Peneliti pun bukan hanya dari kaum muslimin (baca: sejarawan muslim), namun juga ada dari kaum orientalis yang concern terhadap penelitian pendidikan Islam. Sebagian ada yang mengatakan bahwa pesantren berasal dari rahim Islam itu sendiri, sebagian lagi mengatakan bahwa pesantren mengadopsi sistem pendidikan agama Hindu.

Pembahasan

Pesantren merupakan lembaga pengaderan calon Ulama dan pemimpin bangsa, hal tersebut diungkapkan oleh sejarawan Ahmad Mansyur Suryanegara (2009: 138),[1] ia menyebutkan bahwa Pesantren sebagai kancah penjenang calon pemimpin. Pemimpin yang berkemampuan sebagai pembangkit kesadaran cinta pada tanah air, bangsa, dan agama serta kemerdekaan. Kesadaran ini dalam sejarah Indonesia disebut kesadaran nasional. Oleh karena itu, tidak heran jika kehadiran pesantren berfungsi sebagai tempat pengaderan pemimpin bangsa.

Begitu hebatnya peran pesantren dalam kehidupan dimasyarakat bahkan dalam tataran kenegaraan, ia semacam lumbung yang besar untuk pembibitan calon ulama dan pemimpin bangsa, bahkan pada era kolonial Belanda, pesantren mampu menandingi pendidikan sekular Belanda. Dengan realita tersebut maka tidak aneh bila pesantren tidak luput dari penelitian para sejarawan, baik dalam maupun luar negeri (baca: orientalis).

Asal-Usul Pesantren

Berbicara tentang pesantren, maka ada dua pendapat yang dominan tentang asal-usul pesantren. Pertama, pesantren merupakan pengambilalihan dari sistem pesantren yang didirikan orang-orang Hindu di Nusantara. Kedua, pesantren berakar pada tradisi Islam, yaitu tradisi tariqat. Dua pendapat tersebut penyusun ungkapkan berikut ini:

Pendapat pertama

Pendapat pertama, yakni pesantren merupakan pengambilalihan dari sistem pesantren yang didirikan orang-orang Hindu adalah seorang orientalis-Katholik berkebangsaan Belanda, Karel A. Steenbrink. Menurut Karel Steenbrink (1991)[2] yang mengutip dari Soegarda Purbakawatja[3], menyatakan bahwa pendidikan pondok pesantren jika dilihat dari segi bentuk dan sistemnya berasal dari India dan dari masyarakat Hindu. Sebelum proses penyebaran Islam di Indonesia, sistem tersebut telah digunakan untuk pendidikan dan pengajaran agama Hindu di Jawa. Setelah Islam masuk dipulau Jawa, sistem tersebut kemudian diambil alih oleh Islam.

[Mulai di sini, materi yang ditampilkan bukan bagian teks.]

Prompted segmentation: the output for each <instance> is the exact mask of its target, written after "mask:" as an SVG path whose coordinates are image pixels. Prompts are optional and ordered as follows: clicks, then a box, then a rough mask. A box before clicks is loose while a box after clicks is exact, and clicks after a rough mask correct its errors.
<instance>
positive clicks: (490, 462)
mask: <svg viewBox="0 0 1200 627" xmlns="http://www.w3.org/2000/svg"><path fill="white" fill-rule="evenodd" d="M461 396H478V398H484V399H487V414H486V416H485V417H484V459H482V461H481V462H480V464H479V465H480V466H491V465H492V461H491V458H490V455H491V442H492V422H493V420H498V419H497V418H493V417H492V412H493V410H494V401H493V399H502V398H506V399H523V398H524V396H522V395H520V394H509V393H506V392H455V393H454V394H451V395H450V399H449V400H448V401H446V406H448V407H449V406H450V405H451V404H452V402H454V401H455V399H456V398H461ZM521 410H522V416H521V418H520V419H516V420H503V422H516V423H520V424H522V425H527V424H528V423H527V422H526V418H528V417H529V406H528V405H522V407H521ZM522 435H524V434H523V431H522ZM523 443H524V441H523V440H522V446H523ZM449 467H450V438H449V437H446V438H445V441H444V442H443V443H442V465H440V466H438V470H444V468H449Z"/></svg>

Pendapat Karel A. Steenbrink tersebut merupakan disertasinya yang kemudian diterbitkan menjadi sebuah buku. Sudah ada juga edisi yang berbahasa Indonesia, judulnya adalah “Pesantren, Madrasah, Sekolah: Pendidikan Islam dalam Kurun Modern”. Penelitian dan pengamatan ini dilakukan di beberapa pesantren di Sumatera dan Jawa.

Buku edisi Indonesia terdiri dari empat bab. Sedangkan yang edisi Belanda berjumlah lima bab. Jadi ada satu bab yang sengaja tidak diterjemahkan. Ada beberapa alasan  yang disampaikan oleh Karel A. Steenbrink di bab pendahuluan, mengapa kemudian bab tersebut tidak diterjemahkan. Berikut kutipan pernyataannya:

“Dalam edisi ini hanya satu bab dilewatkan, yaitu bab penutup dari disertasi asli. Karena disertasi ini ditulis untuk fakultas teologi di Universitas Katolik Nijmegen, maka tidak diangaap cukup, kalau hanya diberikan uraian mengenai perubahan yang terjadi dalam Islam di Indonesia, tetapi mestinya dibandingkan dengan perkembangan dalam agama Kristen atau sekurang-kurangnya harus digabungkan dengan pemikiran Kristen juga.”[4]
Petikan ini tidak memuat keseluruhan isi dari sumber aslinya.